Cittadina non lontana da Londra, tipicamente inglese, immersa in una cinta di bosco che la isola dai centri urbani limitrofi sparsi nella brughiera. Whisperwood è uno di quei luoghi che, nonostante il trascorrere del tempo, restano impregnati del loro passato, quasi sospesi in un’atmosfera d’attesa per una espiazione che non giungerà mai. La provincialità della gente, il suo attaccamento a superstizioni e paure ne fanno una città poco aperta al nuovo. Non a torto. C’è davvero qualche cosa che non va, a Whisperwood. Come se tra i comignoli, le strade, i palazzi in mattoncini e i parchi macabri aleggiasse uno spirito malevolo, che al calare delle tenebre apra una caccia spietata a chiunque osi avventurarsi per strada…

Il vecchio cimitero

Lontano dalla città, in una grande radura in mezzo al bosco c’è un lago profondo, dalle acque scure, che tutti chiamano Whisper. Al centro del lago sorge un isolotto, e sul suolo brullo emerge, tra la nebbia, il vecchio cimitero degli immorali, dei suicidi e delle streghe. Il sepolcreto abbandonato verte in uno stato di profondo degrado, ma a un occhio romantico esso può apparire poeticamente tetro, coi suoi mausolei ricoperti di edere rampicanti, le sue lapidi storte dal tempo, le rive cosparse di canneti.

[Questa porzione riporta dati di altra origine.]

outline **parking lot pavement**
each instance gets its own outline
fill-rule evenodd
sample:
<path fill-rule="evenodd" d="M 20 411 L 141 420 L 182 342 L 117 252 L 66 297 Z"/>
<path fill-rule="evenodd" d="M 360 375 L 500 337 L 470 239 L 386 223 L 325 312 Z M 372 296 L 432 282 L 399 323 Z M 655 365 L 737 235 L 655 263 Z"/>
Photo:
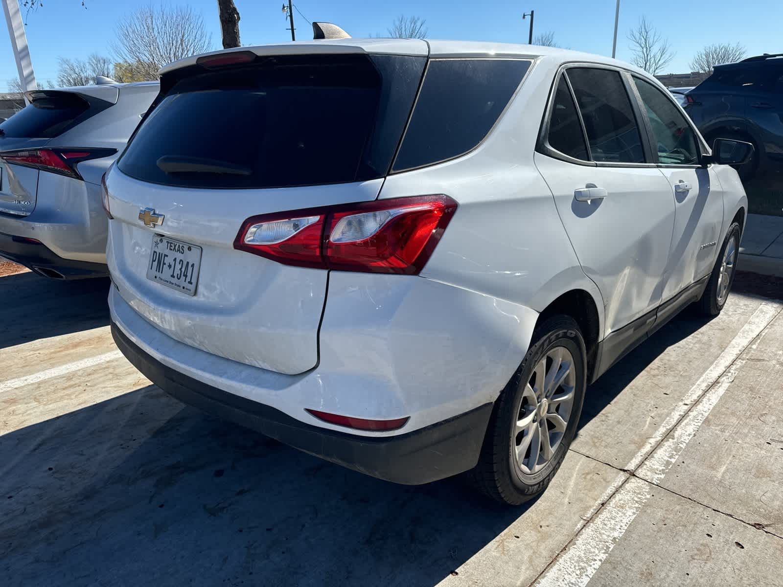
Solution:
<path fill-rule="evenodd" d="M 766 278 L 765 278 L 766 279 Z M 183 406 L 107 282 L 0 277 L 0 585 L 783 585 L 783 291 L 738 274 L 588 390 L 550 488 L 392 485 Z"/>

Un ponte di pietra collega l’isola alla terraferma e i rari visitatori vengono accolti all’ingresso da un piedistallo di marmo che un tempo ospitava la statua di un angelo. Nessuno si chiede dove sia finita l’imponente riproduzione. Nessuno può immaginare che essa vive e cammina, sull’altro lato dell’isola, in cima alla collina, proprio oltre l’impenetrabile muro di rovi che delimita l’area del camposanto. Tra cespugli di biancospino e arbusti, nascosto dal rubus da un lato e dalla scogliera a precipizio dall’altro, un prato verde e scevro di tombe accoglie un piccolo mausoleo bianco. La casa di Lola. Circondata di spettri e creature di pietra da lei stessa evocate alla vita, la pallida fanciulla consuma i suoi giorni nell’illusione di una scintilla che cambi qualcosa nell’immobilità della sua esistenza. E quella scintilla, nel vecchio cimitero, sta per arrivare.